STUDENT LOAN PAYMENT CALCULATION
In what is being seen as a significant improvement for borrowers, Fannie Mae now allows use of the current payment on the credit report for qualifying. This means that for borrowers in an Income Driven Repayment (IDR) or Income Based Repayment (IBR) plan the actual payment is acceptable for qualifying purpose, even if that payment is $0. The update from Fannie Mae states:
If a payment amount is provided on the credit report, that amount can be used for qualifying purposes. If the credit report does not identify a payment amount (or reflects $0), the lender can use either 1% of the outstanding student loan balance, or a calculated payment that will fully amortize the loan based on the documented loan repayment terms.
However, Fannie Mae further clarified in their FAQ that: As long as the lender can provide documentation showing the IDR payment is $0, they can qualify the borrower with $0 for the monthly qualifying payment. The thought is that since the payment is based on the borrower’s income, as their payment goes up, so will their income and their ability to handle the additional debt.
If the credit report doesn’t correctly reflect the monthly payment, Fannie Mae will allow student loan documentation in the file (i.e., most recent student loan statement), evidencing a different monthly payment than the credit report as alternative documentation to support the correct monthly payment amount. Also, a credit report supplement or update to the credit report to reflect the correct monthly payment amount is acceptable to document the monthly payment.
It is important to note that this does not change the requirement for student loans in deferment or forbearance. Fannie Mae indicated in their FAQ that payments in deferment or forbearance may not be excluded for qualifying. If the student loan is in deferment or forbearance and the credit report payment amount is missing (or $0), lenders must calculate a qualifying payment by either using 1% of the outstanding student loan balance or a fully amortizing payment using the documented loan repayment terms.
DEBTS PAID BY OTHERS
Another significant improvement announced in this seller update was regarding debts paid by others. With it, for non-mortgage debt, if the borrower can prove someone else has been making the payment on the debt for the previous 12 months, it does not need to be included in the qualifying ratio. The actual update from Fannie Mae states:
If the lender obtains documentation that a non-mortgage debt has been satisfactorily paid by another party for the past 12 months, then the debt can be excluded from the debt-to-income ratio. This policy applies regardless of whether the other party is obligated on the debt. NOTE: This policy does not apply if the other party is an interested party to the subject transaction (such as the seller or realtor).

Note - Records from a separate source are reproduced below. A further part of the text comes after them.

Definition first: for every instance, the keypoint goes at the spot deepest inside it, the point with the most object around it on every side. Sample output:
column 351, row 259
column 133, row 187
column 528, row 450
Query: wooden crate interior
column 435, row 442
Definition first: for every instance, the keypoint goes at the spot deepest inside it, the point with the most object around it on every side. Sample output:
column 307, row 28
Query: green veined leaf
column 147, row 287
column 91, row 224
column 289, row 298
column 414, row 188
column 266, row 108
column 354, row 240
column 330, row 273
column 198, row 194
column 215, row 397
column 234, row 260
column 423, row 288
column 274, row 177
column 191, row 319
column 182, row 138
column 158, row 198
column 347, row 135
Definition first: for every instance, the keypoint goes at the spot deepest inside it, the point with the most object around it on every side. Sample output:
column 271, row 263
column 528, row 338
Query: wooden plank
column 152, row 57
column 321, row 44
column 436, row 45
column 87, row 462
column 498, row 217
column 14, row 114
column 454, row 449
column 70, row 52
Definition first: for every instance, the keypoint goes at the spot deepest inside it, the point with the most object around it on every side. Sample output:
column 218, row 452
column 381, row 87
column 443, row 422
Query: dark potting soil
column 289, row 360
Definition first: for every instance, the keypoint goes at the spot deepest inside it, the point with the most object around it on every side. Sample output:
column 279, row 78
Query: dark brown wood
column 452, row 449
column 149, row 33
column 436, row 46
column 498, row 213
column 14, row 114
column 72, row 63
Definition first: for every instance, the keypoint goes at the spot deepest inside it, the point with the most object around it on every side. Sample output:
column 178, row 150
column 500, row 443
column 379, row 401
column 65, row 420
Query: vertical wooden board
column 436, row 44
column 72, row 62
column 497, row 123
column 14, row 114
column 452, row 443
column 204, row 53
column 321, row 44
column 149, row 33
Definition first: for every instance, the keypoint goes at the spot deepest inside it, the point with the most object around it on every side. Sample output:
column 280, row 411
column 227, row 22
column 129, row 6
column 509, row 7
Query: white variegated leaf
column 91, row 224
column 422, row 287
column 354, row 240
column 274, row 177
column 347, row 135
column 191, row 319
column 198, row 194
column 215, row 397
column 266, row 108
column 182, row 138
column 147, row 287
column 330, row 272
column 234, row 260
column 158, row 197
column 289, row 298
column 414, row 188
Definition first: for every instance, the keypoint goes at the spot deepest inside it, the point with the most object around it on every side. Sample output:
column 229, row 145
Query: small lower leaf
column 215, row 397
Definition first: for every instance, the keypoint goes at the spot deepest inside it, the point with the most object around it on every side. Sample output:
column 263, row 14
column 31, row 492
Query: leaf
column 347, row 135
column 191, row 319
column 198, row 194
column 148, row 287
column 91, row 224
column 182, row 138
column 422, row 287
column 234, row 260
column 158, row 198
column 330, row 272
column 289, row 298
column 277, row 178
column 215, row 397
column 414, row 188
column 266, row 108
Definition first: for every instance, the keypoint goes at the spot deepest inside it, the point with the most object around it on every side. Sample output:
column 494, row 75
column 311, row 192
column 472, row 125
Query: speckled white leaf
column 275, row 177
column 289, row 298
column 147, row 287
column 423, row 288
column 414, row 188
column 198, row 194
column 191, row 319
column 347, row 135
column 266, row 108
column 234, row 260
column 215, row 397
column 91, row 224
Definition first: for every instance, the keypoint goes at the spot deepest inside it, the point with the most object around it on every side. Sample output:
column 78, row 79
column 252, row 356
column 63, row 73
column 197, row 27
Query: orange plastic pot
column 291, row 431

So, for instance if a parent took out loans for their child’s education and the child is now paying that debt, or the student took out the loan but the parent has been making the payment for the child, as long as it is documented with the most recent 12 months’ cancelled checks (or bank statements evidencing 12 months’ payments) showing the other party is making the payment, we can exclude that monthly payment in the ratios.
When using this option there also has to be evidence that there is no history of delinquent payments for that debt paid by others. If there were delinquencies, then the payment would have to be included in the borrower’s ratios. Additionally, Fannie Mae has indicated the other party has to pay the complete monthly obligation every month for a minimum of 12 months - the other party can’t be making a portion of the payment and have that part excluded. It is all or nothing in regard to debt paid by others.
Although this policy for debts paid by others will benefit borrowers with student debt, it is not limited to student debt. It includes all non-mortgage debts including installment, revolving, lease payments (including auto leases), alimony, child support, and separate maintenance.
For mortgage debt paid by others, Fannie Mae has not changed their policy, and in the published FAQ indicated: Our policy regarding mortgage debt has not changed. We will continue permitting exclusion of the mortgage monthly payment from a borrower’s DTI ratio when the lender can provide a 12-month history of satisfactory payment by another party, but only if the other party is obligated on the mortgage debt.
PRMG is pleased to have already aligned with Fannie Mae on these changes and allow borrowers who have been weighed down with student loans to ease the burden it has placed on them and help achieve the dream of homeownership with these new policies in regards to qualifying.